Trinity University reclassified as Baccalaureate Arts & Sciences University

Shift from Regional Master’s University comes with changes

In January, President Danny Anderson announced that Trinity University had been reclassified by the Carnegie Classification of Institutions of Higher Education. Trinity, formerly classified as a Regional Master’s University, made the move to becoming a Baccalaureate Arts & Sciences University. This will change the way Trinity is ranked by US News and World Report to being a National Liberal Arts college.

“When we were classified [as a Master’s University] in the 1970s, Trinity had 15-20 masters degrees. We had lots of graduate students and it was different, in terms of the makeup of the campus. We’ve stuck with that because there are so many small master’s universities in the U.S., that they divide them up. When they go to the rankings in the US News and World Report, they include us in Regional Universities: West,” said Anderson.
However, this classification no longer embodies the Trinity experience. Because of this, Trinity petitioned to change its classification to a National Liberal Arts College.

“In the 1980s and 1990s, Trinity eliminated almost all of its master’s degrees and decided to redirect its energy to be a residential, primarily undergraduate liberal arts college. Students today experience Trinity as a liberal arts college but our classification did not say that,” Anderson continued.

Now, the school will be ranked by US News and World Report with small, undergraduate, arts-and-science-focused schools that are more similar to Trinity.

“Prospective families that are looking at us as a college will be looking at us in a different category. In a category now, that better reflects our true peers and probably what these prospective families are looking for as a college education,” said Eric Maloof, Vice President for Enrollment Management. “Looking forward, in the next decade, we feel like we are in a better position to attract students who, from the very start, seek to understand the value and the cost of a private liberal arts college.”

The petitioning process was fairly straightforward and led by Kara Larken-Skinner, Executive Director of Institutional Research and Effectiveness.

“The Carnegie classification system reviews their process roughly every three years … and when they do that they reclassify all the schools. There are a small number of schools that fit into two categories and they ask the school which category they want to be in. Trinity is one of the few schools that is in this double category and got reached out to,” Larken-Skinner said.

Though this new classification will have very little impact on the student experience, Megan Mustain, Vice President for Academic Affairs, believes it will positively change the makeup of students applying to Trinity.

“I think folks in Texas especially, they know what Trinity is. I don’t know that folks elsewhere in the country do because they look at us on a list with a lot of universities that don’t look like us. So this allows us to be on the national stage, recruiting fantastic students, like the ones we get, from all over the country,” she said.

 

Maloof looks at Trinity being ranked among more competitive schools as a way to improve rankings from US News and World Report; therefore, it will challenge Trinity to give students a better, more rigorous college experience.

“We feel like benchmarking against the very best liberal arts colleges in the country is something that will behoove everyone on the campus, most importantly the students. It will start to align our policies and be more student-centric in how we look at the student journey and to ensure that our student success numbers reflect that of our peers and aspirant universities across the country,” Maloof said.

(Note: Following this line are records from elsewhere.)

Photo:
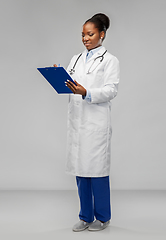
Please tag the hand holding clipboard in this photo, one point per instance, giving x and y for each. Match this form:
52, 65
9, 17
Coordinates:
61, 81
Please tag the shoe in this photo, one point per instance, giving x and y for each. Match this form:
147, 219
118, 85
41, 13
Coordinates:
97, 225
80, 226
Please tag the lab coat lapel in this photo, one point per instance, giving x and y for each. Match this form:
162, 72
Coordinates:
91, 60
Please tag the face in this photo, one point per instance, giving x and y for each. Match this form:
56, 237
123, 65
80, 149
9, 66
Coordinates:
91, 37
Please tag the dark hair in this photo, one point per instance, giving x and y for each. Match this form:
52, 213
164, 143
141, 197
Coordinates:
101, 21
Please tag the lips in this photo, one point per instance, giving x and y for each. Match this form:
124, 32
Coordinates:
86, 44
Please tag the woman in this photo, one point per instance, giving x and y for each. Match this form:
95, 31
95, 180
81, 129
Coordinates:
96, 74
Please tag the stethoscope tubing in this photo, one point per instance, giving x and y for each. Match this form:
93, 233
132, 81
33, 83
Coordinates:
72, 70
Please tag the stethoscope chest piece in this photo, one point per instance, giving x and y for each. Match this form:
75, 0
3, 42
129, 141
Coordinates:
72, 71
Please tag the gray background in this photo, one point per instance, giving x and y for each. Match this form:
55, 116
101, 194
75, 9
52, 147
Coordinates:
33, 116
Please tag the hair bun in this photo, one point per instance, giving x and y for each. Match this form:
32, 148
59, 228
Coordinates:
103, 18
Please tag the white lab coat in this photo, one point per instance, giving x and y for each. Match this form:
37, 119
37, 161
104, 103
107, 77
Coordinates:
89, 123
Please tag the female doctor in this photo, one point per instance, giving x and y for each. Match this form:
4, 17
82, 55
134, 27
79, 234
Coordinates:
96, 74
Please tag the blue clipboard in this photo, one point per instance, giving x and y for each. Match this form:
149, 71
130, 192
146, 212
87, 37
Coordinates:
57, 76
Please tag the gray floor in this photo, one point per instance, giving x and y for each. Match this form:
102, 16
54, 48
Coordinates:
51, 214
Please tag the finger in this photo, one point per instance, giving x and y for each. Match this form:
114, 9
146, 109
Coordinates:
72, 84
76, 82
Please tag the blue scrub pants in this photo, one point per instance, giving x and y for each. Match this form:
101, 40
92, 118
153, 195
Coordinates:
94, 194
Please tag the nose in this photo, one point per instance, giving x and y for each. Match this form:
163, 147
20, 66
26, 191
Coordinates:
85, 38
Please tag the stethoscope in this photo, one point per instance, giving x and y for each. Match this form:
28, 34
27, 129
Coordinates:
72, 70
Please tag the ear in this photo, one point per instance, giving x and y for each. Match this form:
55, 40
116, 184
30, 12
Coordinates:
102, 34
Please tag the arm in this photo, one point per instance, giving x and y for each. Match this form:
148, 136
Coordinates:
111, 81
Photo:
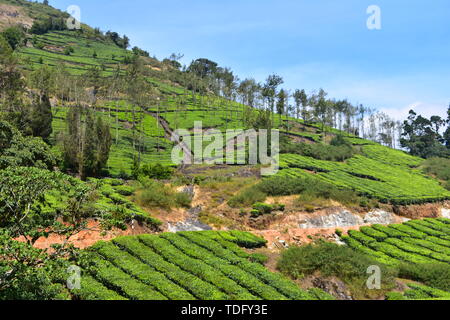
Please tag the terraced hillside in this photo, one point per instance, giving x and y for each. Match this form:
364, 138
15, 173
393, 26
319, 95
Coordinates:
377, 172
184, 266
416, 241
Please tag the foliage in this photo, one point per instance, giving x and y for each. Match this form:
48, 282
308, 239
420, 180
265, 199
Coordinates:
154, 194
332, 260
435, 275
439, 168
247, 197
27, 273
421, 136
153, 171
187, 265
17, 150
260, 209
87, 142
15, 36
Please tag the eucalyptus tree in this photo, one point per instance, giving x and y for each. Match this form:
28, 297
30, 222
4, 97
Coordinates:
282, 98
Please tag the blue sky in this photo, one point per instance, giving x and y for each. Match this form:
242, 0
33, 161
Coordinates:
311, 43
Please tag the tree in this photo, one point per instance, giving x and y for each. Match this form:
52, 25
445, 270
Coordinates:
12, 87
19, 151
42, 118
421, 138
203, 68
87, 142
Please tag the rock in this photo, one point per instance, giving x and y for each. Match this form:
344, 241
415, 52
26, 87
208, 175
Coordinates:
379, 217
334, 287
340, 219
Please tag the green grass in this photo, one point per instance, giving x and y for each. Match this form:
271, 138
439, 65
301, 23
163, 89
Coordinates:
188, 265
416, 242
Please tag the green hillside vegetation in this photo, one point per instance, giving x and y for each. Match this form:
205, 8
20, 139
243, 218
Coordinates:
85, 128
183, 266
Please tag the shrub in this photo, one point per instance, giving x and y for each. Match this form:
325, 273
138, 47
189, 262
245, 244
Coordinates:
332, 260
338, 150
155, 194
247, 197
260, 209
309, 188
258, 258
154, 171
436, 275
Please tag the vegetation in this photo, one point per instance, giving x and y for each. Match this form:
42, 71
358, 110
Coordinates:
85, 125
332, 260
187, 265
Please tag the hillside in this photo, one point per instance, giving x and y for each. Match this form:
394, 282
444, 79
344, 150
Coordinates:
87, 177
365, 172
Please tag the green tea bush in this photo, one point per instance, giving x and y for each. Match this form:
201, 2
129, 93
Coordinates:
332, 260
339, 150
154, 194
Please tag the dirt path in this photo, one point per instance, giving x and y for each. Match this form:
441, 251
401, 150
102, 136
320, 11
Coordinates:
170, 135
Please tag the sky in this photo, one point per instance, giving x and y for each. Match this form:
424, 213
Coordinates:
312, 44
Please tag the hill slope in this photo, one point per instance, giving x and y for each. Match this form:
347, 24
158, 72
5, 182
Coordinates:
375, 171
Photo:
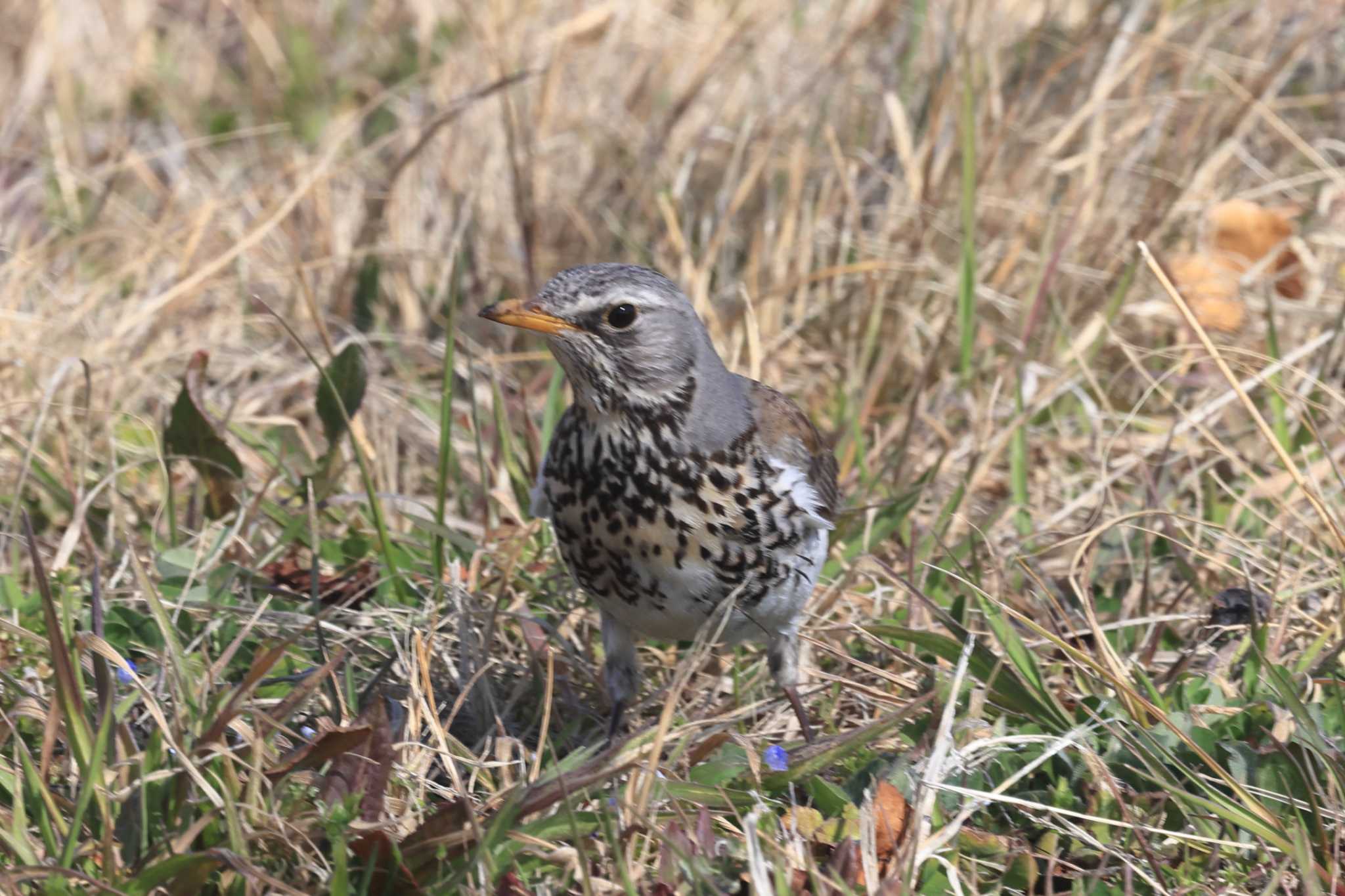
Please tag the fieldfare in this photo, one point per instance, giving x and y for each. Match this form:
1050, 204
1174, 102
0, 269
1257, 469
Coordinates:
670, 481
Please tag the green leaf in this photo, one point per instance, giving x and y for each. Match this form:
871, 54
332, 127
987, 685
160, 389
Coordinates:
342, 386
192, 433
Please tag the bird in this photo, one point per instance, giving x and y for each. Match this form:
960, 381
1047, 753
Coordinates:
673, 484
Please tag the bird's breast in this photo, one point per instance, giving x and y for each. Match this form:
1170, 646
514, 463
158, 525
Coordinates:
661, 534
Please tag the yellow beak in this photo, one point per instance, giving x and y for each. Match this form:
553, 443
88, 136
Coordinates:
514, 313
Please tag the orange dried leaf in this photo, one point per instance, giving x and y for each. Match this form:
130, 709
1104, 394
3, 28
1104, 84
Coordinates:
1211, 289
891, 813
1246, 233
1246, 230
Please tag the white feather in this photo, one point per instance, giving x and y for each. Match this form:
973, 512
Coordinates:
795, 484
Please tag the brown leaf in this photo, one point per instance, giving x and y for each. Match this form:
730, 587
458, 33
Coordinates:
510, 885
347, 589
1210, 285
1246, 233
891, 813
328, 744
365, 767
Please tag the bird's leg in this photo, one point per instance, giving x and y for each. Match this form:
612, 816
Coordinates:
621, 671
782, 656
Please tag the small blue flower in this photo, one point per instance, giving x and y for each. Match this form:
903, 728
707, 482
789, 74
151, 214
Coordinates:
123, 676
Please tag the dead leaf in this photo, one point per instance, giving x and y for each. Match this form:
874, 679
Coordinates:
585, 27
347, 589
363, 767
1246, 233
1210, 286
891, 813
328, 744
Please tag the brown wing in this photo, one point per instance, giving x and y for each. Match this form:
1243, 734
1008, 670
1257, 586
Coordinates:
791, 436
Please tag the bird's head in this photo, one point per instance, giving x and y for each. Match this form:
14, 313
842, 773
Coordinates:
626, 336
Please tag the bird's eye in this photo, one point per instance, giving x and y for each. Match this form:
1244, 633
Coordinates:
622, 316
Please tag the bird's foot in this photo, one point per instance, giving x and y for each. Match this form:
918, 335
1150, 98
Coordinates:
793, 694
613, 726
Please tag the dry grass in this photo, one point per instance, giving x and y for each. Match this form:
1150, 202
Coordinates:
1033, 442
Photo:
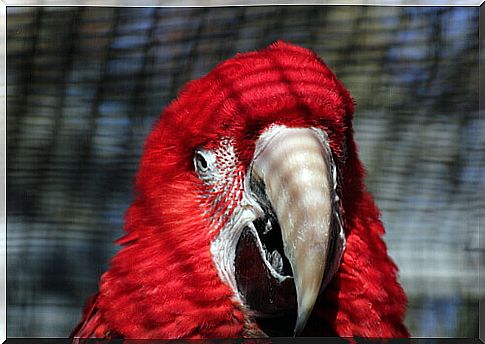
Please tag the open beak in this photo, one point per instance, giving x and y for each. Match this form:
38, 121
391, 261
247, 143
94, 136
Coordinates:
296, 169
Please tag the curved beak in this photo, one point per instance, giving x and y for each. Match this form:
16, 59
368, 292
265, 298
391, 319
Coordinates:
297, 169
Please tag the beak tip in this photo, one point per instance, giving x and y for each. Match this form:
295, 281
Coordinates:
301, 321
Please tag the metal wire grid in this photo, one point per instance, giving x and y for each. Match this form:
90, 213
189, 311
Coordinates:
85, 85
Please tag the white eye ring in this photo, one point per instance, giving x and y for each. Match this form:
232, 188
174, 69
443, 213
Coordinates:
201, 161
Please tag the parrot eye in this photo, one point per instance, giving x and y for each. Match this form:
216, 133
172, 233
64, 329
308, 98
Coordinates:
200, 162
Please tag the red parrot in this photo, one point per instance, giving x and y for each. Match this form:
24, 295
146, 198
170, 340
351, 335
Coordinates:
250, 217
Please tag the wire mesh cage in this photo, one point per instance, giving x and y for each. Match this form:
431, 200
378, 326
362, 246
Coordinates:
85, 84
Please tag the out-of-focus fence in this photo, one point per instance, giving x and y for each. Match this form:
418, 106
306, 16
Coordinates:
84, 85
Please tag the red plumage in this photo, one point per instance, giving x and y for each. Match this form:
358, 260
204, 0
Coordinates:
163, 283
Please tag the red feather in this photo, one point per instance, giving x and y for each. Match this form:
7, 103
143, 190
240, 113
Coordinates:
163, 283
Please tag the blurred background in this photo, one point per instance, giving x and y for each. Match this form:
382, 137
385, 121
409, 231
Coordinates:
85, 84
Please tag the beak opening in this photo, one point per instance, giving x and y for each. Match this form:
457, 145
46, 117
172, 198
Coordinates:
296, 168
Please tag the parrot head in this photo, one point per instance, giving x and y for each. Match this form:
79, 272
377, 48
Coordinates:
250, 216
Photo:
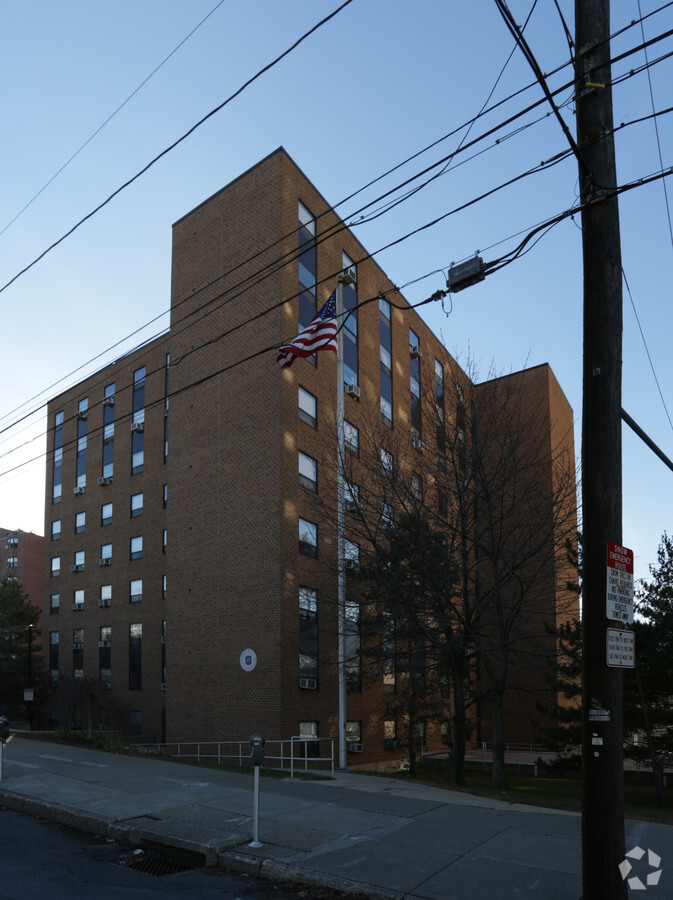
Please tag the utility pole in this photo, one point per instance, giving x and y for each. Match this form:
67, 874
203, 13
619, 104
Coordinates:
602, 717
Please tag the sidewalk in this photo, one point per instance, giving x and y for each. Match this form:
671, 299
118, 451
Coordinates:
355, 833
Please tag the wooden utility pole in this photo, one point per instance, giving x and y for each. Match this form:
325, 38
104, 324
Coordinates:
602, 727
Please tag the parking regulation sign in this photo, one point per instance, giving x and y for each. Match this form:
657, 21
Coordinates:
619, 583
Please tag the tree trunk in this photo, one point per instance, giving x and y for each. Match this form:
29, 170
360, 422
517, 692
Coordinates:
499, 780
457, 755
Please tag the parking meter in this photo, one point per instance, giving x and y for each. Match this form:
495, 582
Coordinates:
257, 749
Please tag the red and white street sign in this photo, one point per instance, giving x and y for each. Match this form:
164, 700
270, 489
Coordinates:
619, 597
621, 648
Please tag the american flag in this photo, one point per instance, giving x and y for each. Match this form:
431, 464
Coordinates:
319, 334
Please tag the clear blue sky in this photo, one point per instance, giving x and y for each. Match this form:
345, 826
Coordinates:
378, 83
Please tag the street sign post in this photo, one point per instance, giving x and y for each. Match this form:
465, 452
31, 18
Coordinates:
619, 596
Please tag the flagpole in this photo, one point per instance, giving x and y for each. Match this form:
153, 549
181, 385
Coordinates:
341, 523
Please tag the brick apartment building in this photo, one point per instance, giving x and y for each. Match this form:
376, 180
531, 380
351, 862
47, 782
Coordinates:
21, 556
190, 485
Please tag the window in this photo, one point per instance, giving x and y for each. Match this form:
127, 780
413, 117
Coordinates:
352, 555
308, 472
415, 386
386, 463
53, 655
352, 648
385, 357
108, 431
307, 269
308, 636
353, 732
80, 459
350, 328
57, 471
351, 438
138, 422
136, 590
308, 408
308, 538
106, 514
135, 656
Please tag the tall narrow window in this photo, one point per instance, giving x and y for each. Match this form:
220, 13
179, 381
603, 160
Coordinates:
138, 423
53, 655
439, 415
415, 387
385, 356
135, 656
108, 431
308, 637
57, 472
350, 329
168, 361
307, 269
82, 412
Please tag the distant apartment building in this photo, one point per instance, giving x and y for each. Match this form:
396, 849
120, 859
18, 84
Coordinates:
190, 496
21, 556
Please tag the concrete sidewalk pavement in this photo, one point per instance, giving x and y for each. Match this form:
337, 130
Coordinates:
355, 833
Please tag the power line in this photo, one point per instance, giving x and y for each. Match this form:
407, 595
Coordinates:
168, 149
109, 118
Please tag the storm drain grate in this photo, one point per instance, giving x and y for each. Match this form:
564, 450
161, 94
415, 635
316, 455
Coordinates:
155, 864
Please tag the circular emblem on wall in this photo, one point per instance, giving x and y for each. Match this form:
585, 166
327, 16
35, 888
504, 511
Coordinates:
248, 660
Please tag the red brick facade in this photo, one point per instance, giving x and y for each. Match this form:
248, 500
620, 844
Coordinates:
232, 562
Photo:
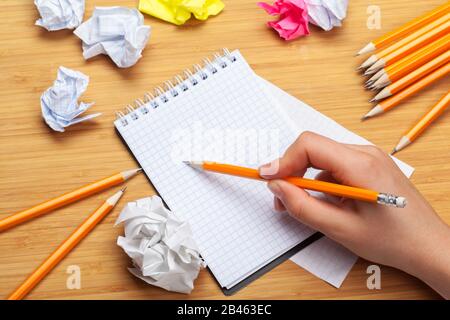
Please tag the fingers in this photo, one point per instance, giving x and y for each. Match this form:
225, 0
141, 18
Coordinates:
311, 150
315, 213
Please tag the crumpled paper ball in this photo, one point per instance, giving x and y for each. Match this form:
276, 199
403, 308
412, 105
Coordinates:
292, 18
179, 11
118, 32
327, 13
59, 14
161, 246
59, 103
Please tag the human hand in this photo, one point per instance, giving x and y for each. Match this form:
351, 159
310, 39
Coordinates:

Finally, it will bring value to getting a degree from Trinity.

“It really is one of the top liberal arts colleges in the country and the degree is going to be very meaningful because people will know about Trinity,” Anderson said. “So all the things that we are trying to do is help students know more about us and how do we make our student’s degrees more visible.”

Eric Maloof stresses that the reclassification will not fundamentally change Trinity as a campus.

“We are not changing our core offerings in academic areas, we are not changing class size, or the size of the student body, we are not changing those things that make Trinity who Trinity is … We are not trying to become a different institution, we’re trying to be the best version of what Trinity is and what we have to offer,” said Maloof.